On the other hand, since contract employees only work for an agreed period of time, which in most cases, is less than the usual 44hrs/week of a permanent employee, their remunerations are relatively lower. Companies are also not obligated to provide benefits beyond the basic requirement for contract employees. Therefore, the cost of hiring these workers is lower.
It is common for businesses to experience seasonal demands or a sudden spike in manpower needs due to the successful signing of a huge project. In such cases, organizations rely on contract employees as a solution to manpower shortages. Since such employees do not require as much time and resources to hire compared to permanent employees, they serve as a flexible and cost-effective option. This allows companies to hire on-demand and manage their resources more effectively.
Having to deal with the fallout from a bad hire is one of the most challenging and detested tasks. Bad hires are not only costly but also creates tension and dent team morale. As such, hiring managers maximize their chances of avoiding such pitfalls with the Contract-To-Hire employment option. This is a type of contract employment where companies hire an employee on a temporary basis, with the possibility of being brought on as a permanent employee at the end of the contract. Such an arrangement allows companies to test out candidates’ capabilities and culture fit before making a permanent employment offer.

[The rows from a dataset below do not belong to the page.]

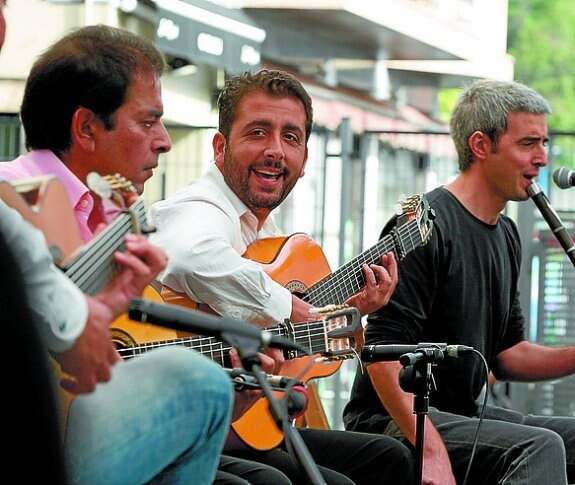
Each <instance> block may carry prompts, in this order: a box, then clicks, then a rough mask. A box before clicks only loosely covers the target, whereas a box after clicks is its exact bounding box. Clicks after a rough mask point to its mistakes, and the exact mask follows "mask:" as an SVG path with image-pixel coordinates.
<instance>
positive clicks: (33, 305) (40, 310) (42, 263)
mask: <svg viewBox="0 0 575 485" xmlns="http://www.w3.org/2000/svg"><path fill="white" fill-rule="evenodd" d="M0 231H1V232H2V234H3V235H4V237H5V239H6V243H7V244H8V245H9V246H10V247H11V248H12V250H13V251H14V257H15V258H16V260H17V261H18V262H19V264H20V269H21V271H22V276H23V278H24V284H25V288H24V290H25V291H26V297H27V299H28V302H29V305H30V309H31V311H32V316H33V318H34V319H35V321H36V322H38V329H39V331H40V333H41V335H42V336H43V338H44V339H45V342H46V345H47V347H48V348H49V349H50V350H52V351H55V352H62V351H64V350H67V349H69V348H70V347H72V345H73V344H74V342H75V340H76V338H77V337H78V336H79V335H80V334H81V333H82V331H83V330H84V326H85V325H86V319H87V318H88V304H87V302H86V298H85V297H84V295H83V293H82V292H81V291H80V290H79V289H78V287H77V286H76V285H74V283H72V281H71V280H70V279H69V278H68V277H67V276H65V275H64V273H63V272H62V271H61V270H60V269H59V268H57V267H56V266H55V265H54V264H53V263H52V257H51V255H50V252H49V251H48V247H47V243H46V240H45V239H44V235H43V234H42V232H41V231H40V230H38V229H36V228H35V227H34V226H32V225H31V224H29V223H28V222H26V221H24V219H22V217H21V216H20V214H19V213H18V212H17V211H15V210H14V209H12V208H11V207H8V206H7V205H6V204H5V203H4V202H3V201H2V200H0Z"/></svg>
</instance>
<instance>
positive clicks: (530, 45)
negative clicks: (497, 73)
mask: <svg viewBox="0 0 575 485" xmlns="http://www.w3.org/2000/svg"><path fill="white" fill-rule="evenodd" d="M574 40H575V9H574V8H573V0H552V1H550V0H509V23H508V52H509V54H511V55H512V56H513V57H514V59H515V79H516V80H517V81H519V82H522V83H524V84H527V85H528V86H530V87H532V88H533V89H536V90H537V91H539V92H540V93H541V94H542V95H543V96H545V97H546V98H547V100H548V101H549V103H550V104H551V108H552V109H553V114H552V115H551V116H550V117H549V128H550V129H554V130H563V131H575V50H574V49H573V45H574Z"/></svg>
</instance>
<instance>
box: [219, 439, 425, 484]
mask: <svg viewBox="0 0 575 485" xmlns="http://www.w3.org/2000/svg"><path fill="white" fill-rule="evenodd" d="M299 432H300V434H301V437H302V439H303V441H304V443H305V444H306V446H307V448H308V450H309V451H310V454H311V455H312V457H313V460H314V461H315V463H316V464H317V466H318V468H319V471H320V473H321V474H322V476H323V478H324V480H325V481H326V483H328V484H329V485H332V484H333V485H349V484H353V483H355V484H358V485H361V484H366V485H367V484H370V485H371V484H390V485H391V484H393V485H402V484H406V485H412V484H413V475H414V466H415V462H414V457H413V454H412V451H411V450H410V449H409V448H408V447H406V446H405V445H403V444H402V443H400V442H399V441H398V440H395V439H393V438H390V437H388V436H383V435H373V434H367V433H357V432H353V431H336V430H318V429H300V430H299ZM214 483H215V484H218V485H224V484H225V485H230V484H233V485H236V484H237V485H240V484H242V485H245V484H247V483H249V484H252V485H270V484H273V485H284V484H286V485H287V484H294V485H300V484H305V483H309V480H308V476H307V474H306V473H305V469H304V468H303V467H302V466H301V464H300V463H298V462H297V460H294V459H293V458H292V456H291V455H290V454H289V453H288V452H287V450H286V449H285V443H284V444H282V446H281V447H278V448H275V449H273V450H270V451H256V450H245V451H244V450H242V451H237V452H236V451H234V452H233V453H229V454H227V453H226V455H225V456H223V457H222V460H221V462H220V468H219V470H218V474H217V476H216V481H215V482H214Z"/></svg>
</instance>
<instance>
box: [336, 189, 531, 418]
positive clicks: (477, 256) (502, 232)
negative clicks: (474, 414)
mask: <svg viewBox="0 0 575 485" xmlns="http://www.w3.org/2000/svg"><path fill="white" fill-rule="evenodd" d="M426 197H427V200H428V201H429V205H430V207H431V208H432V209H433V210H434V211H435V215H436V218H435V221H434V226H433V233H432V235H431V238H430V239H429V241H428V243H427V244H426V245H425V246H423V247H421V248H417V249H415V250H414V251H412V252H411V253H409V254H408V255H407V256H406V257H405V258H404V260H403V261H401V262H400V263H399V282H398V286H397V288H396V290H395V292H394V294H393V296H392V298H391V301H390V302H389V304H388V305H386V306H385V307H383V308H382V309H381V310H379V311H378V312H376V313H373V314H371V315H370V316H369V317H368V324H367V329H366V345H378V344H397V343H401V344H418V343H422V342H432V343H447V344H457V345H467V346H471V347H473V348H475V349H476V350H478V351H480V352H481V353H482V354H483V355H484V357H485V359H486V360H487V363H488V365H489V367H491V366H492V365H493V363H494V359H495V357H496V356H497V354H498V353H500V352H501V351H503V350H505V349H507V348H509V347H512V346H513V345H515V344H517V343H518V342H520V341H522V340H524V338H525V337H524V318H523V315H522V313H521V308H520V306H519V295H518V290H517V284H518V279H519V268H520V265H521V244H520V239H519V233H518V231H517V227H516V226H515V224H514V222H513V221H512V220H511V219H510V218H509V217H507V216H505V215H501V217H500V218H499V221H498V222H497V224H495V225H488V224H485V223H484V222H482V221H480V220H479V219H477V218H476V217H474V216H473V215H472V214H471V213H470V212H469V211H467V209H465V207H464V206H463V205H462V204H461V203H460V202H459V201H458V200H457V199H456V198H455V197H454V196H453V195H452V194H451V193H450V192H448V191H447V190H446V189H444V188H437V189H435V190H433V191H432V192H430V193H428V194H426ZM391 222H393V221H391ZM391 222H390V224H388V225H387V226H386V228H384V230H383V232H382V235H384V234H386V233H387V232H388V230H390V229H391V227H390V226H391V225H392V224H391ZM433 376H434V378H435V383H436V386H437V391H436V392H432V393H431V394H430V405H431V406H434V407H436V408H438V409H441V410H444V411H449V412H453V413H457V414H464V415H472V414H474V413H475V412H476V411H477V405H476V399H477V397H478V395H479V393H480V391H481V388H482V386H483V385H484V383H485V369H484V366H483V364H482V362H481V359H480V357H479V356H477V355H476V354H474V353H471V354H464V355H461V356H460V357H459V358H457V359H455V358H452V359H445V360H444V361H442V362H441V363H439V365H438V366H437V367H434V368H433ZM382 415H383V416H387V412H386V411H385V409H384V408H383V407H382V405H381V401H380V400H379V398H378V397H377V395H376V394H375V391H374V389H373V386H372V385H371V382H370V379H369V377H368V375H367V372H363V373H362V372H360V371H359V369H358V372H357V375H356V378H355V382H354V385H353V389H352V396H351V401H350V402H349V403H348V405H347V406H346V408H345V410H344V422H345V423H346V426H347V427H348V428H350V429H359V428H360V427H361V426H360V423H362V422H363V423H364V424H365V423H366V422H367V420H373V419H374V418H376V416H382Z"/></svg>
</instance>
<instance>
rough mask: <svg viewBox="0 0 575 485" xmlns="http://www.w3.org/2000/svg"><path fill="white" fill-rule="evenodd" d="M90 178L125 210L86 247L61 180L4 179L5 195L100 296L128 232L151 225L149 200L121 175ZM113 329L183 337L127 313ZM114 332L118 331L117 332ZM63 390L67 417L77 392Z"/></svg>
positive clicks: (111, 272)
mask: <svg viewBox="0 0 575 485" xmlns="http://www.w3.org/2000/svg"><path fill="white" fill-rule="evenodd" d="M90 178H91V181H90V183H91V184H94V183H96V184H97V185H98V193H100V195H101V196H103V197H108V198H111V199H115V202H117V203H118V204H120V205H122V207H123V210H122V211H121V212H120V213H119V214H118V216H117V217H116V218H115V219H114V220H113V221H112V222H111V223H110V224H109V225H108V226H107V227H106V228H105V229H104V230H103V231H102V232H100V233H99V234H98V235H97V236H96V237H95V238H94V239H93V240H92V241H90V242H89V243H88V244H85V245H84V244H83V243H82V239H81V237H80V233H79V230H78V223H77V221H76V216H75V214H74V211H73V210H72V207H71V204H70V199H69V198H68V194H67V192H66V189H65V188H64V186H63V184H62V183H61V182H60V180H59V179H58V178H56V177H53V176H39V177H32V178H26V179H19V180H16V181H11V182H7V181H0V198H1V199H2V200H3V201H4V202H6V203H7V204H8V205H9V206H11V207H13V208H14V209H16V210H18V212H20V214H21V215H22V217H23V218H24V219H25V220H27V221H28V222H30V223H31V224H33V225H34V226H36V227H37V228H39V229H40V230H41V231H42V232H43V233H44V236H45V238H46V242H47V244H48V247H49V249H50V252H51V253H52V256H53V258H54V262H55V263H56V264H57V265H58V266H59V267H60V268H61V269H62V270H63V271H64V272H65V273H66V275H67V276H68V277H70V279H71V280H72V281H73V282H74V283H75V284H76V285H77V286H78V287H79V288H80V289H81V290H82V291H83V292H84V293H87V294H89V295H94V294H96V293H97V292H98V291H99V290H100V289H101V288H102V287H103V286H104V285H105V284H106V283H107V282H108V281H109V280H110V279H111V278H112V277H113V276H114V275H115V274H116V273H117V271H118V268H117V265H116V263H115V261H114V259H113V254H114V252H115V251H117V250H122V249H123V247H124V237H125V236H126V234H128V233H143V232H146V231H147V230H148V229H147V221H146V217H145V211H144V206H143V202H142V201H141V200H140V199H138V198H137V194H136V193H135V191H134V189H133V187H132V185H131V184H130V183H129V182H127V181H126V180H125V179H123V178H122V177H120V176H117V175H115V176H104V177H99V176H97V175H96V174H94V175H92V176H91V177H90ZM143 296H145V297H146V298H150V299H154V300H157V301H161V297H160V296H159V294H158V292H156V290H154V288H152V287H151V286H149V287H147V288H146V289H145V290H144V294H143ZM112 327H122V328H123V327H128V328H132V327H136V328H138V331H139V332H140V339H141V341H142V340H146V339H147V340H158V339H161V338H165V339H169V338H176V337H177V335H176V333H175V332H174V331H172V330H169V329H166V328H163V327H158V326H154V325H142V324H141V323H136V322H131V321H130V320H129V318H128V316H127V314H123V315H121V316H120V317H118V318H117V319H116V320H115V321H114V322H113V323H112ZM114 332H115V330H114V329H112V335H113V334H114ZM54 363H55V362H54ZM60 391H61V392H60V397H61V403H62V416H63V418H64V420H65V418H66V416H67V413H68V406H69V404H70V402H71V400H72V399H73V398H74V396H73V395H72V394H69V393H67V392H66V391H64V390H62V389H61V388H60Z"/></svg>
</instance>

In comparison, the permanent employment option is a huge and long-term investment. Due to the contractual terms, it does not offer such flexibility. Therefore, many companies are switching to contract employment as a testing ground before converting suitable candidates to permanent employees.
The best way to choose the right workforce combination is to first, understand the available options, and next, determine your company’s needs. Most businesses would employ a flexible workforce by adopting different combinations of types of employees. It is crucial to identify whether the work is project base with long or short-term possibility or it requires a stable and experienced employee to lead and grow the account. Such distinctions will help guide your decisions on the most strategic workforce combination that best suits your organization needs.